La silhouette longue et basse dégage une élégance rare. Son immense capot, ses flancs tendus et sa lunette arrière panoramique lui donnent une allure à part, presque féline. L’habitacle, tout de cuir et de bois, respire le luxe discret : instruments Smiths, sièges moelleux, console centrale enveloppante. On s’y sent aussi bien que dans un club londonien feutré, sauf qu’ici, les fauteuils chauffent à 200 km/h.
Comme souvent chez Jensen, le design n’est pas qu’une question d’apparence, l’Interceptor est aussi une vitrine technologique. Et dès la fin des années 60, la version FF (“Ferguson Formula”) propose un système à quatre roues motrices et un ABS mécanique, deux innovations incroyables pour l’époque.

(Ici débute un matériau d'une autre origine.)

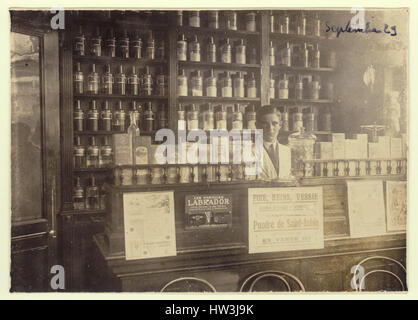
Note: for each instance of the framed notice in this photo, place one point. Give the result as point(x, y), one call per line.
point(149, 225)
point(285, 219)
point(366, 208)
point(396, 205)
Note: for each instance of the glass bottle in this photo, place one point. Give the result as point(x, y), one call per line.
point(147, 84)
point(197, 84)
point(226, 52)
point(137, 46)
point(120, 82)
point(182, 83)
point(119, 120)
point(106, 154)
point(211, 51)
point(92, 160)
point(211, 88)
point(93, 117)
point(79, 42)
point(106, 118)
point(194, 50)
point(107, 81)
point(239, 86)
point(150, 49)
point(124, 45)
point(133, 82)
point(92, 195)
point(93, 81)
point(226, 85)
point(240, 53)
point(78, 80)
point(79, 154)
point(182, 48)
point(96, 44)
point(78, 196)
point(78, 117)
point(110, 44)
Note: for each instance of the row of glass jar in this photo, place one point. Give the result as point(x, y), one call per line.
point(120, 84)
point(90, 196)
point(117, 120)
point(192, 51)
point(236, 86)
point(215, 20)
point(126, 46)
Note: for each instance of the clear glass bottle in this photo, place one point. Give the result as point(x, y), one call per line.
point(211, 87)
point(240, 53)
point(197, 84)
point(92, 160)
point(78, 80)
point(194, 50)
point(226, 52)
point(93, 81)
point(106, 118)
point(78, 117)
point(119, 120)
point(182, 83)
point(133, 82)
point(96, 44)
point(107, 81)
point(78, 196)
point(92, 195)
point(79, 154)
point(106, 154)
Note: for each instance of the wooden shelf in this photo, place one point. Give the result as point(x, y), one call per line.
point(218, 65)
point(217, 99)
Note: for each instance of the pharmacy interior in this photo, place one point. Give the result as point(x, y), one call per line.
point(130, 215)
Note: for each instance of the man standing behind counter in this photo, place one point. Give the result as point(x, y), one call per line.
point(276, 156)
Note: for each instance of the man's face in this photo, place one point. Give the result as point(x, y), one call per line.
point(270, 123)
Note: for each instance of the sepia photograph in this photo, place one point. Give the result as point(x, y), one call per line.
point(227, 150)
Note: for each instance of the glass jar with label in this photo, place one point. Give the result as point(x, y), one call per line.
point(197, 84)
point(211, 51)
point(193, 117)
point(119, 120)
point(96, 44)
point(226, 52)
point(93, 117)
point(194, 19)
point(79, 154)
point(120, 82)
point(213, 19)
point(221, 118)
point(182, 48)
point(250, 24)
point(78, 196)
point(110, 44)
point(211, 87)
point(239, 86)
point(92, 160)
point(123, 43)
point(78, 80)
point(194, 50)
point(182, 83)
point(106, 118)
point(251, 87)
point(137, 46)
point(93, 81)
point(226, 85)
point(240, 53)
point(107, 81)
point(106, 154)
point(79, 43)
point(78, 117)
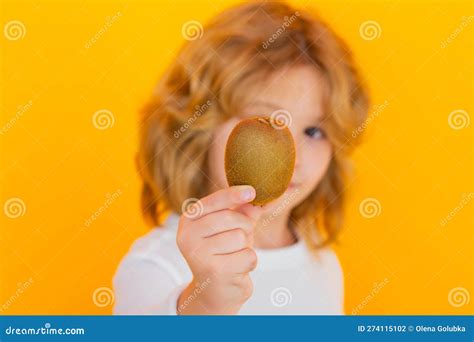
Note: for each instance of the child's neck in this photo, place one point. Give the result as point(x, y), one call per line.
point(273, 232)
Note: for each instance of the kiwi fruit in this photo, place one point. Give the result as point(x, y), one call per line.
point(260, 152)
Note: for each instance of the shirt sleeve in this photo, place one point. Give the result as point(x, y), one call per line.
point(337, 281)
point(146, 287)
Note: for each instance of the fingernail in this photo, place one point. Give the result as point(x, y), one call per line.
point(247, 194)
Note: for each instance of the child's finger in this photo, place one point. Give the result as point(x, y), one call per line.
point(251, 211)
point(230, 241)
point(221, 221)
point(226, 198)
point(242, 261)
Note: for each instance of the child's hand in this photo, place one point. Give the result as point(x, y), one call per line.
point(217, 245)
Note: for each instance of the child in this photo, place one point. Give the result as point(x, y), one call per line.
point(222, 255)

Sous le capot, un cœur américain
Sous la carrosserie élégante bat un cœur de brute, un V8 Chrysler venu tout droit des États-Unis. D’abord un bloc de 6,3 litres (383 ci), puis un 7,2 litres (440 ci) développant jusqu’à 330 ch. C’est simple, à l’époque, aucun constructeur britannique n’a un moteur aussi généreux ni aussi fiable.
Cette alliance entre raffinement anglais et mécanique américaine fait tout le charme de la Jensen Interceptor. D’un côté, le confort et le style d’une GT vintage ; de l’autre, la sonorité rauque d’un V8 qui ronronne à bas régime et rugit dès qu’on appuie. Une mécanique pleine de couple, de caractère et d’arômes d’essence pure.
Ce contraste a quelque chose de fascinant. Comme si un gentleman en costume trois-pièces décidait soudain de jouer du rock’n’roll. L’Interceptor, c’est exactement ça, la politesse britannique propulsée par la brutalité yankee.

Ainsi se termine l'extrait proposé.